Growing Sweet Corn and how you know when to harvest.

Sweet corn 'Butterscotch' best eaten just after it's picked
Sweet corn ‘Butterscotch F1’

Plant your sweet corn 2cm deep, in a frost-fee, well drained, fertile soil and sunny position in your allotment or garden. Ideally the pH should be around 6.0 – 6.5

I first soaked the dried corn seeds over night to allow them to absorb water. Then kept the corn in damp kitchen paper for a few days to see which were viable then selected the ones that had started to germinate.

Ideally your plants needs at least eight hours of sunlight a day.
To germinate the soil temperature should be about 60 degrees. You can start planting in pots in the greenhouse then transplanting the seedlings when the soil is warm enough.

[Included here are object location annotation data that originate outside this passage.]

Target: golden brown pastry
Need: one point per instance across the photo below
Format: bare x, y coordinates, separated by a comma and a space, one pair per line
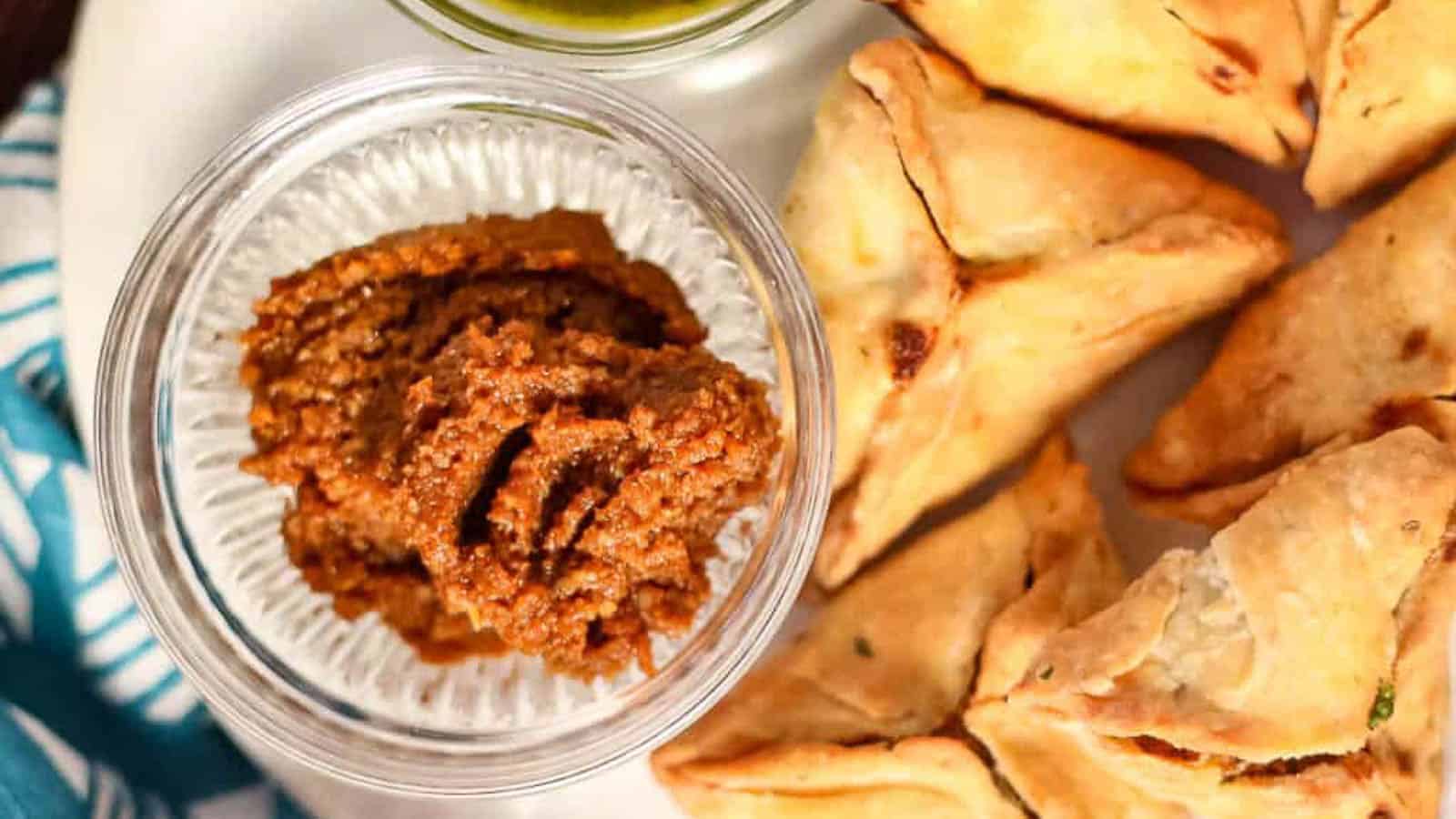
1256, 680
922, 777
875, 263
1067, 254
1223, 69
1358, 343
890, 661
1387, 80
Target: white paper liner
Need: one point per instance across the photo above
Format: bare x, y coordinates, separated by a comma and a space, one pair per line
389, 182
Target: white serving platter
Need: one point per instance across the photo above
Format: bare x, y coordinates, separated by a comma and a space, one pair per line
159, 85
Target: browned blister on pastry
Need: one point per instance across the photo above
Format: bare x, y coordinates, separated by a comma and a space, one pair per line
1298, 668
985, 268
1228, 70
837, 723
1385, 76
1356, 343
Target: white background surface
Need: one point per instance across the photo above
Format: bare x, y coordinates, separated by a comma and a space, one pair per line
159, 85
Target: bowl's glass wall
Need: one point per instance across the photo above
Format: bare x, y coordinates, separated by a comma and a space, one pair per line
198, 541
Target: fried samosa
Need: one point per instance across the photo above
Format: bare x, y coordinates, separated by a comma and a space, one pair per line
1067, 254
1171, 703
1230, 72
1385, 75
1358, 343
839, 723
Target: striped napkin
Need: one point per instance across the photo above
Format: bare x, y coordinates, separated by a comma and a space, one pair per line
95, 722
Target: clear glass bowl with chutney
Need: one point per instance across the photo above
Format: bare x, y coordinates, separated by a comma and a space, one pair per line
621, 36
198, 538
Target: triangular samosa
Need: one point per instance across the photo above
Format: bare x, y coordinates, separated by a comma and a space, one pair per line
1067, 254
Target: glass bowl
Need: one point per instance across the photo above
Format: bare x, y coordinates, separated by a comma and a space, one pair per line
589, 44
198, 541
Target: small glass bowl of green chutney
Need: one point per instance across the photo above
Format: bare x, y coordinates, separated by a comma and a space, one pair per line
611, 36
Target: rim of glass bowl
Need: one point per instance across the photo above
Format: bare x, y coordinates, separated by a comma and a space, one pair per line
268, 703
628, 53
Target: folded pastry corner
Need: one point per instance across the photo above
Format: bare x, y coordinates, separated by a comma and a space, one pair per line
1353, 344
1072, 254
1387, 86
922, 777
1271, 675
839, 723
1230, 72
1276, 640
878, 268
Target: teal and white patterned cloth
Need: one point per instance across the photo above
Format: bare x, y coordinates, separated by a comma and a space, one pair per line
95, 722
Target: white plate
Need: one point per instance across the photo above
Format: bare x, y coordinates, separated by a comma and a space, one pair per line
160, 85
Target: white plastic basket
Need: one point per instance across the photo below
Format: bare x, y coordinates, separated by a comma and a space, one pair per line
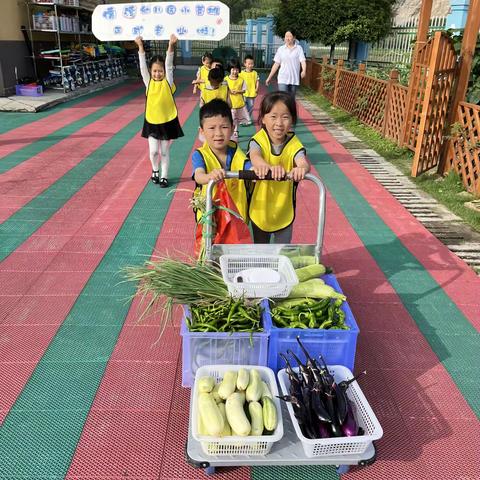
338, 445
235, 445
232, 264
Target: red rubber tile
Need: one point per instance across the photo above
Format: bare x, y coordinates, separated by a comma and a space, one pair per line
26, 134
24, 343
425, 394
25, 176
454, 445
38, 309
120, 444
136, 386
141, 344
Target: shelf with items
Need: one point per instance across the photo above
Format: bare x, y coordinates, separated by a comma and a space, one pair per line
75, 62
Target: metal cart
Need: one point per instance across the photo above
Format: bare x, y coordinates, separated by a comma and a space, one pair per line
289, 450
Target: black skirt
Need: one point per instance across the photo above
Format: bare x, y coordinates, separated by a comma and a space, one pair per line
162, 131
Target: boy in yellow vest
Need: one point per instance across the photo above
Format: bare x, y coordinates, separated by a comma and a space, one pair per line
210, 162
237, 87
252, 82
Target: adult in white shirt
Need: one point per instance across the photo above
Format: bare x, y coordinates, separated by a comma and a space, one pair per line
290, 59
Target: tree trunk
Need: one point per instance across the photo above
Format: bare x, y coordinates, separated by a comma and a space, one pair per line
332, 52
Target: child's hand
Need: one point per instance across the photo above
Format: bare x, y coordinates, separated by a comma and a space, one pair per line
217, 175
297, 173
278, 172
261, 171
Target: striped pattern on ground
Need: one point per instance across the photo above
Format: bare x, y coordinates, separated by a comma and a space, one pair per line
120, 382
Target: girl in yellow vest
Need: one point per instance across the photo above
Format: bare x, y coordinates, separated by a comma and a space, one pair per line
215, 88
202, 73
161, 117
277, 149
210, 162
237, 87
251, 80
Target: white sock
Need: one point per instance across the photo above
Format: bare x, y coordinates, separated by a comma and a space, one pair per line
165, 160
153, 151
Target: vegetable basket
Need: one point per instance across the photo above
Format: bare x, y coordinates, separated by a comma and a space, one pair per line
364, 416
235, 445
232, 264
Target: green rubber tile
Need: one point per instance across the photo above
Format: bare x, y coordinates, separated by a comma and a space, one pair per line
303, 472
12, 120
424, 298
75, 381
94, 311
10, 161
76, 178
45, 438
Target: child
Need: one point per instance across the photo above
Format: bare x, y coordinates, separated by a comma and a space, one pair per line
202, 72
277, 149
215, 88
251, 80
161, 117
236, 88
210, 162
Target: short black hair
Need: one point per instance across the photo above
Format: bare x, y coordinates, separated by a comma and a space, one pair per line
215, 108
215, 75
156, 59
272, 98
234, 63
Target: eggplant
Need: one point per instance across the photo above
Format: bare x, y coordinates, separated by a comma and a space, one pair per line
350, 426
311, 363
304, 371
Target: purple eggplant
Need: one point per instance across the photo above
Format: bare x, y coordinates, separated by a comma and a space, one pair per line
304, 371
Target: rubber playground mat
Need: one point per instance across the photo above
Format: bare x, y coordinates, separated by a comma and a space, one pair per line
87, 391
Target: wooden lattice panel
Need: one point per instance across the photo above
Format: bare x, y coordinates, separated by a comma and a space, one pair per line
464, 148
396, 112
441, 74
328, 74
347, 90
370, 103
316, 75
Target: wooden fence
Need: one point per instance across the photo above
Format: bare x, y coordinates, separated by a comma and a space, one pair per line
463, 154
377, 103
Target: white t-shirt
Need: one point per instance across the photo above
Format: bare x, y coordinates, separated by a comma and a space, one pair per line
289, 60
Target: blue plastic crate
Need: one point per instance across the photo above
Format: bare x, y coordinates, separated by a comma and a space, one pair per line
337, 346
212, 348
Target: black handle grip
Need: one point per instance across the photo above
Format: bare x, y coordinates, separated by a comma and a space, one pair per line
251, 175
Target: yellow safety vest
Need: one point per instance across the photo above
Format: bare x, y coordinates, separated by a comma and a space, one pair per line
203, 76
272, 203
160, 105
237, 99
208, 94
236, 188
251, 82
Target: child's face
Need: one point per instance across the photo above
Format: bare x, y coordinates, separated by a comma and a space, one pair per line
278, 122
249, 65
157, 72
217, 132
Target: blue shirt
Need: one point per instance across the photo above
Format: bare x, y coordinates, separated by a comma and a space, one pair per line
198, 162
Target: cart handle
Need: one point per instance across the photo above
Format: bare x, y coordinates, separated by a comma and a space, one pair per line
250, 175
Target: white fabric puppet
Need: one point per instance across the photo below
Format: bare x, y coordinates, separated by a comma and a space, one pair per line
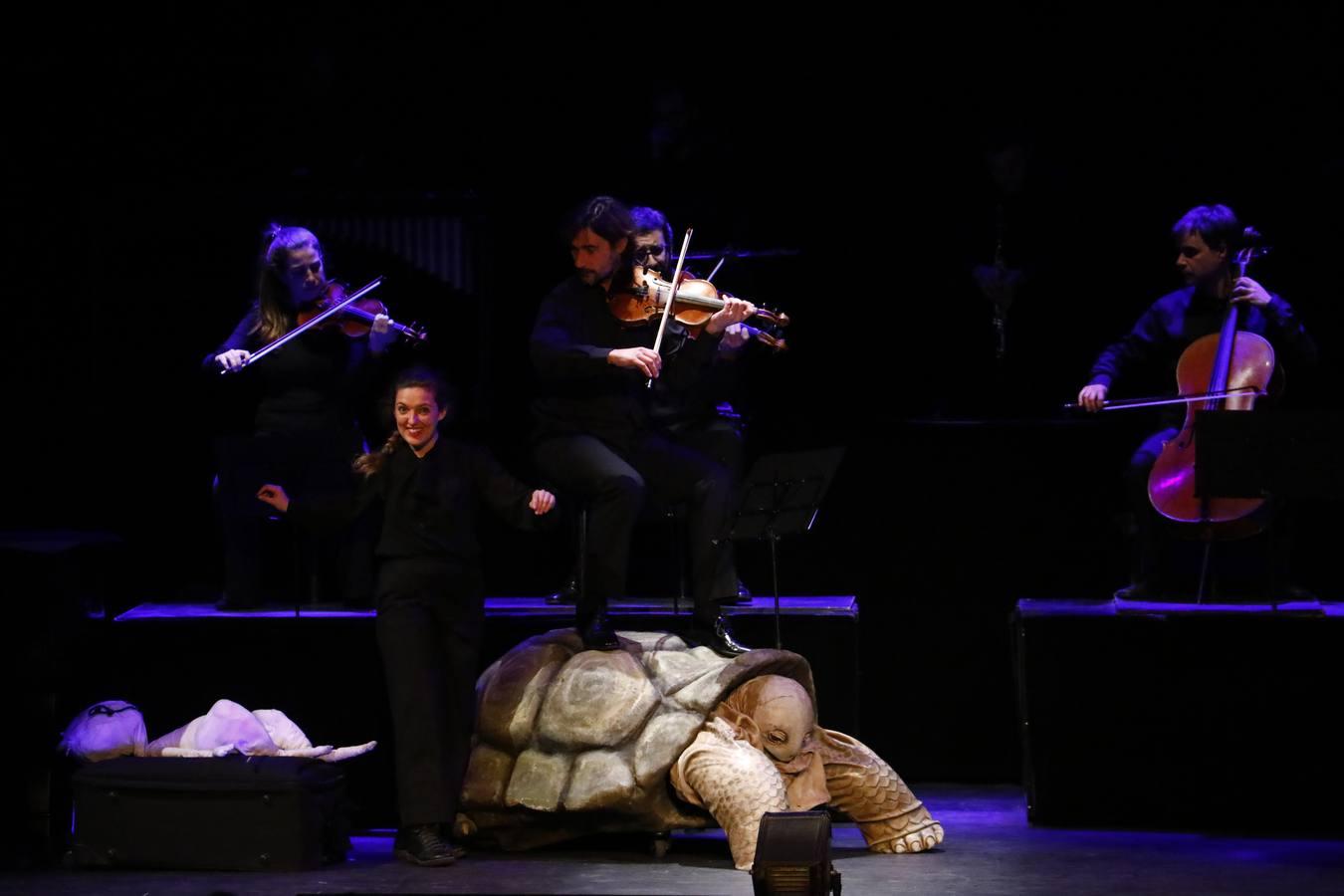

Don’t mix up different varieties together as you’ll get cross pollination. Plant the same variety of corn in a block 30cm apart and rows about 60cm apart. The plants need to be close enough together to ensure wind pollination and to ensure they fertilise each other to produce corn on the cob.

Water well throughout the growing season and don’t let the sol dry out.
If our British weather ever gets too hot, water more frequently. The sweet corn will not grow well if it becomes to dry for long periods.

Milkly liquid indicates when the sweet corn is ripe

Milky liquid indicates when the sweet corn is ripe

The time to harvest your sweet corn is when the ‘silks’ are brown and dry and you can pierce the kernels with a finger nail. If the liquid is clear it’s not quite ripe. When you get a milky liquid then it’s the time to pick your corn on the cob by twisting the ears of corn which should snap off the main stem.
Sweet corn just picked

Peel the husks off before boiling your corn on the cob.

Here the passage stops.